Each artist is sent to a different host city (chosen at random by the French Institute in Japan) and asked to write a story about the area. This story can be fact or fiction and although a lot of the artists tend to stick to a personal travelogue approach we are also treated to history, myth, fantasy, and science-fiction along the way. As with the best anthologies there is a huge array of visual styles here. Perhaps the most traditionally 'Manga-like' artist (despite his adult themes) is Jiro Taniguchi, although elsewhere we do get to see manga's influence on the French artists, as in Aurelia Aurita's use of Manga style emotive iconography. Nicolas de Cercy's story is drawn in a style which manages to be frantic and scribbled yet at the same time clear, playfully explores the outlandish graphic design of Japanese products and presents us with a pretty satisfying twist to the story which will make you smile. Another highlight from the French quarter is Shuiten and Peeter's story-come-tourist brochure which showcases futuristic architecture, dizzying perspective, and a loving nod to the Japanese love of giant B movie insects. Out of the Japanese artists my favourite stories would have to be by Daisuke Igarashi who manages to combine fast paced action (being careful not to make his motion likes OTT like a lot of mainstream Manga artists) with unsettling surrealism, and alternative Manga golden boy Taiyo Matsumoto's(*1) traditional style folktale which evokes very early Manga and Eastern art while style maintaining his own idiosyncratic style. The use of single page panels also gives it the feel of a very Zen children's picture book.

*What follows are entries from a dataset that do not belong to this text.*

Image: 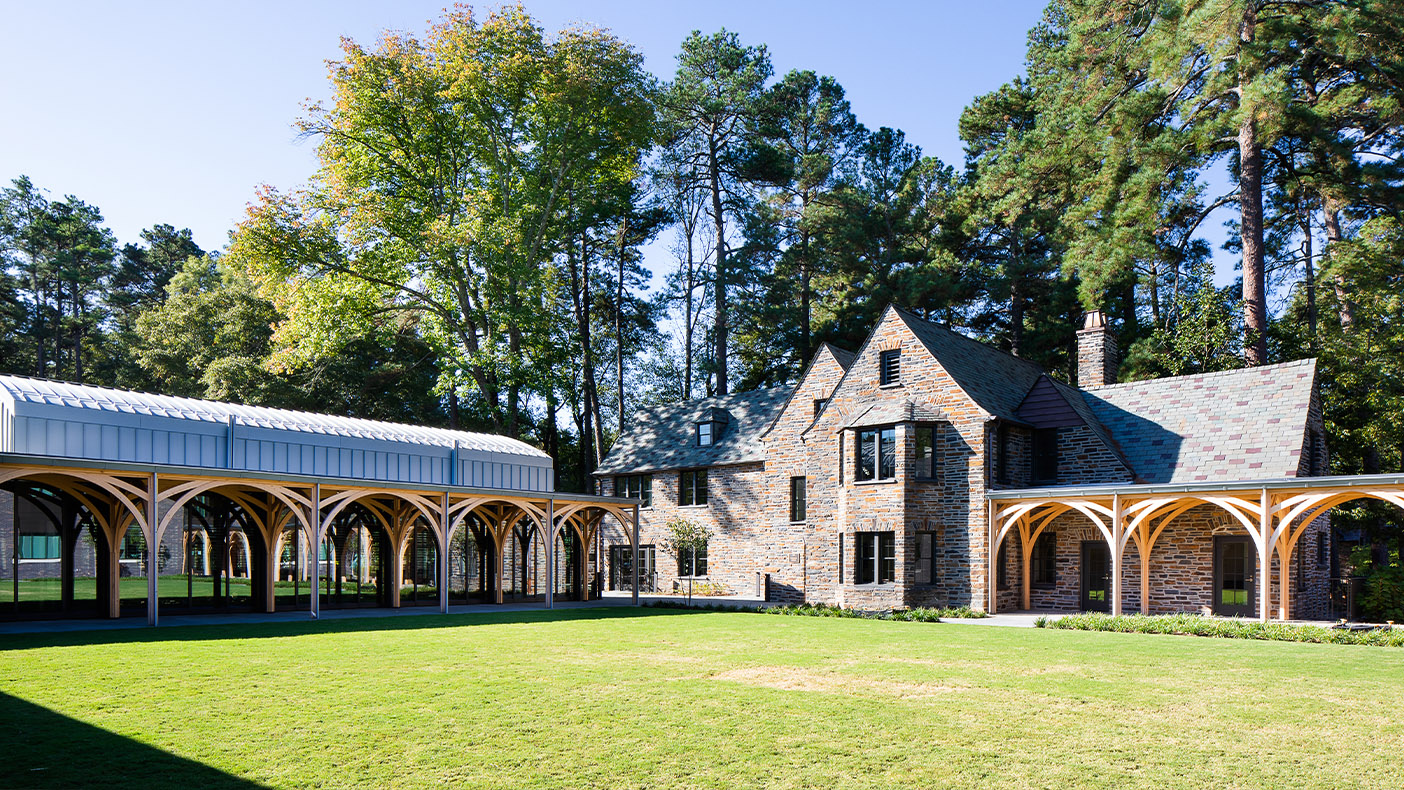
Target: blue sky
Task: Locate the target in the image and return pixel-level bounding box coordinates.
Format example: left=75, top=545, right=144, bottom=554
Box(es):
left=0, top=0, right=1043, bottom=250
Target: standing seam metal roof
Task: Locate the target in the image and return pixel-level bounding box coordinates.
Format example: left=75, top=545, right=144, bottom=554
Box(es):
left=0, top=376, right=550, bottom=459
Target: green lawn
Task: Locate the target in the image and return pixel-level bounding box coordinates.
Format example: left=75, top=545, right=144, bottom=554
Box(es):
left=0, top=609, right=1404, bottom=789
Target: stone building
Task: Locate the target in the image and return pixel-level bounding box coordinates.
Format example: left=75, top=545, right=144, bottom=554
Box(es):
left=597, top=307, right=1335, bottom=617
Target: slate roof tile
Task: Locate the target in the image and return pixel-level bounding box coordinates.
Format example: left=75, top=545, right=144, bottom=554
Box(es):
left=595, top=387, right=793, bottom=474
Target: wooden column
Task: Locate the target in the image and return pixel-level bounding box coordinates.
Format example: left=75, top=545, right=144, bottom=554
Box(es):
left=629, top=505, right=639, bottom=606
left=439, top=491, right=449, bottom=615
left=145, top=471, right=160, bottom=626
left=1111, top=494, right=1126, bottom=617
left=984, top=500, right=1000, bottom=615
left=546, top=500, right=556, bottom=609
left=1254, top=488, right=1272, bottom=623
left=1019, top=518, right=1033, bottom=612
left=307, top=483, right=323, bottom=620
left=493, top=514, right=511, bottom=603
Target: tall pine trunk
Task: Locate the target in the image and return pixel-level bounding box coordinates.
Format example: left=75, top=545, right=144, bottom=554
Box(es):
left=708, top=140, right=730, bottom=396
left=1238, top=3, right=1268, bottom=366
left=1323, top=196, right=1355, bottom=333
left=615, top=217, right=629, bottom=434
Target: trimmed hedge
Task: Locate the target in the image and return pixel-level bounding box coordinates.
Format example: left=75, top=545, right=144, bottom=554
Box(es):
left=649, top=601, right=988, bottom=623
left=761, top=603, right=988, bottom=623
left=1033, top=613, right=1404, bottom=647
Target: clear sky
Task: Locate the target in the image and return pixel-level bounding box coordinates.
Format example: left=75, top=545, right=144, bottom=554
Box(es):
left=0, top=0, right=1043, bottom=250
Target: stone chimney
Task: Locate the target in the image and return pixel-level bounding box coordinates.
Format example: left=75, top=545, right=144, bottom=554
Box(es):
left=1077, top=310, right=1120, bottom=389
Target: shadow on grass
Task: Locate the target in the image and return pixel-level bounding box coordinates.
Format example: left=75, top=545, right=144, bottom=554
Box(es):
left=0, top=693, right=264, bottom=789
left=0, top=606, right=702, bottom=651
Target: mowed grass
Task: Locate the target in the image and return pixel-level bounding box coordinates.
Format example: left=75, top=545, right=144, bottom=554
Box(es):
left=0, top=609, right=1404, bottom=789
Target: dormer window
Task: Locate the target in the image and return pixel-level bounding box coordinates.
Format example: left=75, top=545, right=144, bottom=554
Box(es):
left=878, top=348, right=901, bottom=387
left=696, top=408, right=731, bottom=448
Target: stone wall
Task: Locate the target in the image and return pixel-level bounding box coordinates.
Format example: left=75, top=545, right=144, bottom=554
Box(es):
left=998, top=505, right=1330, bottom=619
left=601, top=463, right=786, bottom=601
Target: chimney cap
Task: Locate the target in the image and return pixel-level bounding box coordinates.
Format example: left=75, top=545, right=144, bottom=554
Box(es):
left=1082, top=310, right=1112, bottom=331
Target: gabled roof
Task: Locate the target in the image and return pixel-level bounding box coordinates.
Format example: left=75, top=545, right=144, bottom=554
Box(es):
left=892, top=306, right=1043, bottom=420
left=595, top=386, right=795, bottom=474
left=819, top=342, right=858, bottom=370
left=1019, top=375, right=1132, bottom=476
left=0, top=376, right=550, bottom=459
left=0, top=376, right=555, bottom=491
left=1082, top=359, right=1316, bottom=483
left=761, top=342, right=858, bottom=441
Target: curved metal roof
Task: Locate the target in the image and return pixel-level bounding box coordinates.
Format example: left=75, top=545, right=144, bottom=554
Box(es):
left=0, top=376, right=555, bottom=491
left=0, top=376, right=550, bottom=457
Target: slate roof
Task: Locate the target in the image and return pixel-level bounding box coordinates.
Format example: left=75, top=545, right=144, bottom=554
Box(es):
left=1082, top=359, right=1316, bottom=483
left=893, top=307, right=1043, bottom=421
left=844, top=399, right=946, bottom=428
left=595, top=387, right=795, bottom=474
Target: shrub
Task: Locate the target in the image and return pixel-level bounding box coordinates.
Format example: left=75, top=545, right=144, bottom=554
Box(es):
left=1360, top=565, right=1404, bottom=622
left=1033, top=615, right=1404, bottom=647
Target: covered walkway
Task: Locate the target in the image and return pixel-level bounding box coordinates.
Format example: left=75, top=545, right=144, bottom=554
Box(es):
left=0, top=376, right=637, bottom=624
left=987, top=474, right=1404, bottom=620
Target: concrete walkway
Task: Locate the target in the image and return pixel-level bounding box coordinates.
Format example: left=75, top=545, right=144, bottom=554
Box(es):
left=941, top=612, right=1063, bottom=629
left=0, top=592, right=767, bottom=637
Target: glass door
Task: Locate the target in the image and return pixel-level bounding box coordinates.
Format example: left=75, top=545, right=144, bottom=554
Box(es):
left=1082, top=540, right=1112, bottom=612
left=1213, top=536, right=1257, bottom=617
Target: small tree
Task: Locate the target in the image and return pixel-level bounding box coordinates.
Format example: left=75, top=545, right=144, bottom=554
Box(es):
left=663, top=518, right=712, bottom=603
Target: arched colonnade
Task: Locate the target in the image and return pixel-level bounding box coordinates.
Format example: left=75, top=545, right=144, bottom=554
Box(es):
left=986, top=474, right=1404, bottom=620
left=0, top=459, right=639, bottom=624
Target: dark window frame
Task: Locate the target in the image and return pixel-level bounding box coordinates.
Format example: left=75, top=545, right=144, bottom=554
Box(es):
left=615, top=474, right=653, bottom=511
left=678, top=469, right=708, bottom=508
left=790, top=474, right=809, bottom=523
left=1029, top=529, right=1057, bottom=589
left=878, top=348, right=901, bottom=387
left=854, top=532, right=897, bottom=585
left=1029, top=428, right=1059, bottom=484
left=854, top=425, right=897, bottom=483
left=15, top=532, right=63, bottom=563
left=913, top=529, right=938, bottom=587
left=913, top=422, right=942, bottom=481
left=994, top=421, right=1011, bottom=484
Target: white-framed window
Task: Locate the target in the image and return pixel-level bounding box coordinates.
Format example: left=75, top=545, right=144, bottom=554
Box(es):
left=854, top=532, right=897, bottom=584
left=854, top=427, right=897, bottom=480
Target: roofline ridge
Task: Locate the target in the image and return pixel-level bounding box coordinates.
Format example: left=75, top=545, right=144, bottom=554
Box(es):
left=1077, top=356, right=1317, bottom=394
left=0, top=373, right=550, bottom=457
left=892, top=304, right=1052, bottom=377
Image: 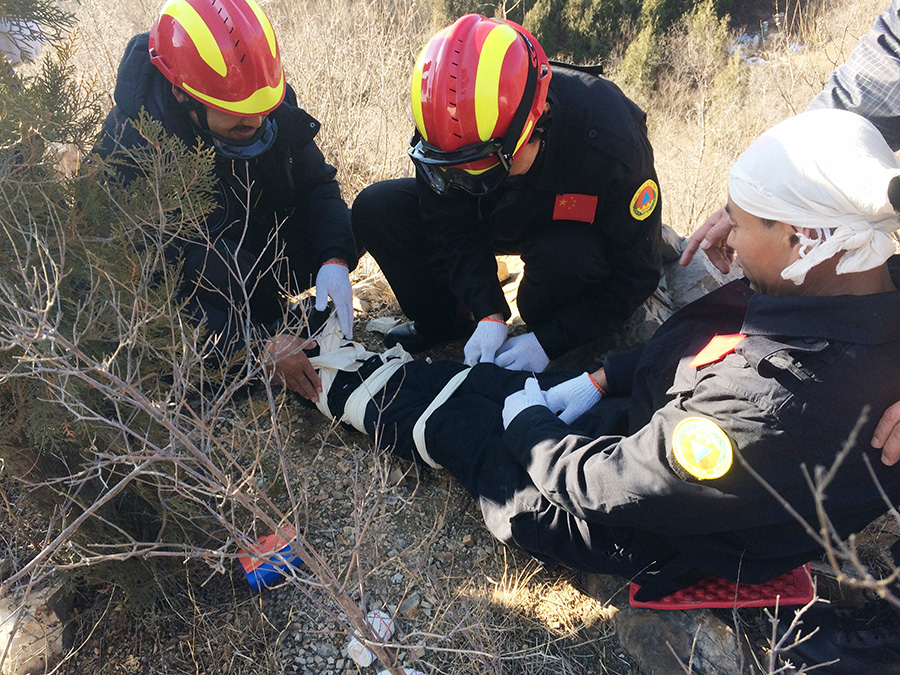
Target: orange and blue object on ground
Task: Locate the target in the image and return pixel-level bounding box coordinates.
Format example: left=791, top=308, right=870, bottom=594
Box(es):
left=238, top=529, right=303, bottom=591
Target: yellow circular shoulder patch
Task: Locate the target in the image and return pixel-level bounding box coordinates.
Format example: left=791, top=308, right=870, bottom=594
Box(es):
left=631, top=178, right=659, bottom=220
left=672, top=417, right=734, bottom=480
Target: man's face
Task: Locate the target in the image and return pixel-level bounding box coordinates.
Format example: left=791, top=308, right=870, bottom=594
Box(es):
left=725, top=197, right=799, bottom=295
left=172, top=86, right=266, bottom=141
left=200, top=107, right=266, bottom=141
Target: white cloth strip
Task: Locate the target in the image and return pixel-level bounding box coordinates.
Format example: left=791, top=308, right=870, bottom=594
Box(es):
left=413, top=368, right=472, bottom=469
left=341, top=345, right=412, bottom=433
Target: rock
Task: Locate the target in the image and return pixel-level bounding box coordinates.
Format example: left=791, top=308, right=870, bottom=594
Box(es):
left=397, top=593, right=420, bottom=617
left=0, top=585, right=64, bottom=675
left=388, top=466, right=408, bottom=487
left=615, top=607, right=747, bottom=675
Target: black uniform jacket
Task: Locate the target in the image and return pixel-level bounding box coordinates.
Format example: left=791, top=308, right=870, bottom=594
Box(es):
left=97, top=33, right=356, bottom=348
left=504, top=281, right=900, bottom=596
left=418, top=66, right=661, bottom=358
left=367, top=281, right=900, bottom=599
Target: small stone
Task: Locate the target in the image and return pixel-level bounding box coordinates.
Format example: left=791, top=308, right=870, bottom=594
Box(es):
left=388, top=466, right=407, bottom=487
left=398, top=593, right=420, bottom=617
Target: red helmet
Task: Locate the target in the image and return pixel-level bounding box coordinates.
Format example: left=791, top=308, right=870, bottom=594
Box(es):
left=410, top=14, right=550, bottom=194
left=150, top=0, right=285, bottom=116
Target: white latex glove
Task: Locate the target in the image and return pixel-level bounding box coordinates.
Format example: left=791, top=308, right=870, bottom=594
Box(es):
left=547, top=373, right=603, bottom=424
left=494, top=333, right=550, bottom=373
left=316, top=262, right=353, bottom=338
left=463, top=319, right=507, bottom=366
left=503, top=377, right=547, bottom=429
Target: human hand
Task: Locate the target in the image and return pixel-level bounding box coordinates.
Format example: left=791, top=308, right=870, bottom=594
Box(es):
left=494, top=333, right=550, bottom=373
left=263, top=333, right=322, bottom=403
left=503, top=377, right=547, bottom=429
left=547, top=373, right=603, bottom=424
left=678, top=206, right=734, bottom=274
left=872, top=401, right=900, bottom=466
left=316, top=258, right=353, bottom=339
left=463, top=314, right=507, bottom=366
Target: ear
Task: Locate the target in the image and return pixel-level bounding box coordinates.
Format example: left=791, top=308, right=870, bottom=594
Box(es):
left=172, top=84, right=187, bottom=103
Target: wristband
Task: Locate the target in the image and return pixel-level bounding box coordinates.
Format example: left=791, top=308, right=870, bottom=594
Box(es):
left=588, top=373, right=606, bottom=396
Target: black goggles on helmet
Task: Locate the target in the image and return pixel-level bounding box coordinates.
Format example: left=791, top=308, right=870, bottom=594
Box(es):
left=407, top=31, right=540, bottom=197
left=408, top=131, right=512, bottom=196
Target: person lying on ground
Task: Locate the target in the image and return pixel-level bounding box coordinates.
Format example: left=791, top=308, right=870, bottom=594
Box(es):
left=312, top=110, right=900, bottom=599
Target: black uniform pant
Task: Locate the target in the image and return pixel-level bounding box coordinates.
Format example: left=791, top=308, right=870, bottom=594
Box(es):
left=358, top=361, right=684, bottom=597
left=352, top=178, right=611, bottom=332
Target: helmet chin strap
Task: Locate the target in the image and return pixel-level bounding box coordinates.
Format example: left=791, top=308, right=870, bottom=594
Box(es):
left=178, top=94, right=209, bottom=131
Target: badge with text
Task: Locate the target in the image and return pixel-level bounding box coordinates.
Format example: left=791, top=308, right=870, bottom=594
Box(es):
left=672, top=417, right=734, bottom=480
left=631, top=178, right=659, bottom=220
left=689, top=333, right=747, bottom=368
left=553, top=194, right=597, bottom=223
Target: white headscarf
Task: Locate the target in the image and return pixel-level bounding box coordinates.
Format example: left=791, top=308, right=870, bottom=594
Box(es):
left=728, top=110, right=900, bottom=285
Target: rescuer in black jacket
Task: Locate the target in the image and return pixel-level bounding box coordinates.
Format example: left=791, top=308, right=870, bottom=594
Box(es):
left=97, top=0, right=356, bottom=400
left=353, top=15, right=661, bottom=371
left=316, top=110, right=900, bottom=599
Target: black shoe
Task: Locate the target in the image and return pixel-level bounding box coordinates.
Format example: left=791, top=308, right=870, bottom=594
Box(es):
left=778, top=600, right=900, bottom=675
left=384, top=321, right=448, bottom=354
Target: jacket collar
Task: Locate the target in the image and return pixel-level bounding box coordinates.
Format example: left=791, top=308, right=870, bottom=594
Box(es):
left=741, top=291, right=900, bottom=345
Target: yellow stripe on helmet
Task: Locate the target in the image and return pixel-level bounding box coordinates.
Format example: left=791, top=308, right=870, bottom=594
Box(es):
left=246, top=0, right=278, bottom=58
left=181, top=71, right=284, bottom=116
left=475, top=24, right=519, bottom=141
left=160, top=0, right=228, bottom=77
left=412, top=47, right=428, bottom=142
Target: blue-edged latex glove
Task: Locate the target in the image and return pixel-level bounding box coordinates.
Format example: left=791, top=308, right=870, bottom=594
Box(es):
left=547, top=373, right=603, bottom=424
left=316, top=262, right=353, bottom=338
left=503, top=377, right=547, bottom=429
left=463, top=319, right=507, bottom=366
left=494, top=333, right=550, bottom=373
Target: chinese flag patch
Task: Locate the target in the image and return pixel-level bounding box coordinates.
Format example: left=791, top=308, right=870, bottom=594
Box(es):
left=690, top=333, right=747, bottom=368
left=553, top=194, right=597, bottom=223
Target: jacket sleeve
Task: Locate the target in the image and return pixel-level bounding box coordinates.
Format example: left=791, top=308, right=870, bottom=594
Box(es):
left=416, top=175, right=512, bottom=321
left=809, top=0, right=900, bottom=151
left=504, top=368, right=808, bottom=535
left=292, top=141, right=358, bottom=270
left=534, top=165, right=662, bottom=358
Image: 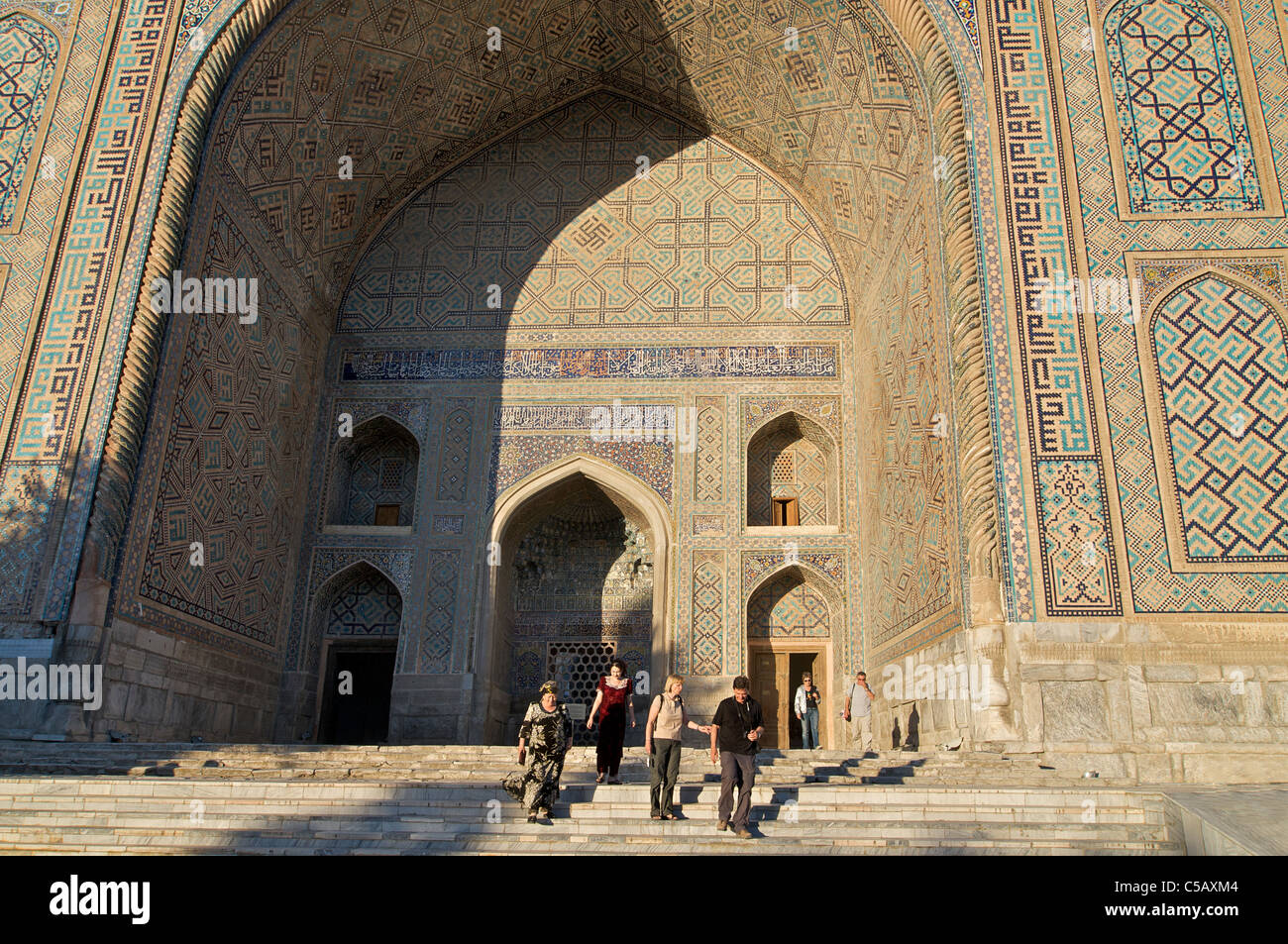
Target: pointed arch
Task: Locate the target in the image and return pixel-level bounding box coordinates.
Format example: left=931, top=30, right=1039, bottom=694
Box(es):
left=1098, top=0, right=1283, bottom=220
left=472, top=454, right=675, bottom=741
left=1137, top=265, right=1288, bottom=574
left=322, top=412, right=421, bottom=528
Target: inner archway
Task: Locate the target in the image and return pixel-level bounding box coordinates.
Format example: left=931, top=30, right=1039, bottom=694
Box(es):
left=483, top=458, right=669, bottom=743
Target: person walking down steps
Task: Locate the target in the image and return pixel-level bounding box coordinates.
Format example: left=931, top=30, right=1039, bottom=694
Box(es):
left=644, top=675, right=711, bottom=819
left=794, top=673, right=823, bottom=751
left=711, top=675, right=765, bottom=840
left=587, top=660, right=635, bottom=783
left=501, top=682, right=572, bottom=823
left=845, top=673, right=876, bottom=757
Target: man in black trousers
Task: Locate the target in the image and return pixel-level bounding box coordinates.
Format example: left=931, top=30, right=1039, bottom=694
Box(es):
left=711, top=675, right=765, bottom=840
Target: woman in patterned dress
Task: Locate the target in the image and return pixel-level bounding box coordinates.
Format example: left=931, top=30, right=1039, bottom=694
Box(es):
left=501, top=682, right=572, bottom=823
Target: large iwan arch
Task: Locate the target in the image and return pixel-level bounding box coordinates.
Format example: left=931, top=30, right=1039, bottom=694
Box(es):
left=27, top=0, right=996, bottom=739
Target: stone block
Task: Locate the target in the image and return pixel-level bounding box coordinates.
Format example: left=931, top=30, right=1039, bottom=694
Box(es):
left=1262, top=682, right=1288, bottom=725
left=1042, top=682, right=1111, bottom=743
left=1145, top=666, right=1199, bottom=682
left=1145, top=680, right=1245, bottom=726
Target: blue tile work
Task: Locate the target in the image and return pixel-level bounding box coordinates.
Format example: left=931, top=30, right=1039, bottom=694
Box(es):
left=0, top=10, right=58, bottom=232
left=340, top=344, right=837, bottom=382
left=1104, top=0, right=1265, bottom=216
left=336, top=94, right=849, bottom=332
left=323, top=568, right=402, bottom=636
left=1053, top=0, right=1288, bottom=615
left=1146, top=275, right=1288, bottom=570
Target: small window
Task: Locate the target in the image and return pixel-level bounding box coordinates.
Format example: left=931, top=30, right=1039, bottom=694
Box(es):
left=774, top=498, right=802, bottom=528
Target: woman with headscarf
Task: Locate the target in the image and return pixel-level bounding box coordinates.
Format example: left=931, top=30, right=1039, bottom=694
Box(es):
left=501, top=682, right=572, bottom=823
left=587, top=660, right=635, bottom=783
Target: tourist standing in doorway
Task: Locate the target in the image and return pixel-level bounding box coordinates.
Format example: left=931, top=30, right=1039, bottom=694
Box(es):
left=845, top=673, right=876, bottom=755
left=711, top=675, right=765, bottom=840
left=587, top=660, right=635, bottom=783
left=644, top=675, right=711, bottom=819
left=795, top=673, right=823, bottom=751
left=501, top=682, right=572, bottom=823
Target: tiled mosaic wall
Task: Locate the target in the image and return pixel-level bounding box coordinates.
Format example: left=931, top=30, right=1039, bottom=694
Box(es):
left=10, top=0, right=1288, bottom=757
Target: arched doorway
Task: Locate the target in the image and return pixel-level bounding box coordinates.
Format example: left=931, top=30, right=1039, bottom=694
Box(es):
left=313, top=563, right=403, bottom=744
left=478, top=456, right=670, bottom=743
left=746, top=564, right=844, bottom=750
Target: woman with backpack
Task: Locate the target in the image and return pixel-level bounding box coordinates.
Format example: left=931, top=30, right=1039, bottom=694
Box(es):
left=644, top=675, right=711, bottom=819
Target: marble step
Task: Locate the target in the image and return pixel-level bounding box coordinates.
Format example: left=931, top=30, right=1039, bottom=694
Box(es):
left=0, top=820, right=1184, bottom=855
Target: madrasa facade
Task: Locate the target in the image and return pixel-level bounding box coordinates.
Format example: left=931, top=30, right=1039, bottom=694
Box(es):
left=0, top=0, right=1288, bottom=782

It is Fabrice Neaud's entry to this anthology however that gives us the most scathing critique of Japanese culture. I read somewhere that Neud's journals are very clever because they manage to channel his personal experiences into a kind of mirror to society, his journal's although personal, are somehow political. In this entry it is Neaud's identity as a gay man that brings him to question the attitude towards homosexuality in the East. In his quest, the homosexual Asians are an invisible people, and although prejudice is not spoken of but it is clearly there. The topic of homosexuality comes up again briefly in Sfarr's journal entry when he sees what he thinks is an advert for a gay magazine in the Tokyo subway, only to find that it is in fact advertising porn manga for girls (apparently the gay male is a big female fantasy over there).
All in all this anthology is not just a reflection of the weird and wonderful Japan we hold up as alien to our own culture (love hotels, Harajuko girls, girl's underwear in vending machines) but of a very personal Japan to each artist. Do the artists in this anthology suffer from their own bouts of Orientalism or are they cynical and aware? I think capturing the excitement of being in a new culture and a new environment is an important thing and if an artist is successful in their storytelling we can feel this with them, and then later on their disappointments, their laughter, is also ours.
When I went to Tokyo three years ago I bought into the stereotype that Japanese people will often feign ignorance because they don't want to be asked questions by Westerners(*2), in this anthologies last story we meet a Japanese man who proves me wrong, warmly welcoming the French artist and showing him the sights, yet having a strange spirituality, an affinity with nature that gives this anthology a poignant and punchy end.
(*1) Author/artist of Go Go Monster, No 5, Blue Springs, and most famously Tekkon Kinkreet: Black and White
(*2) I since felt stupid, realising that most people on the tube in London don't exactly talk to one another.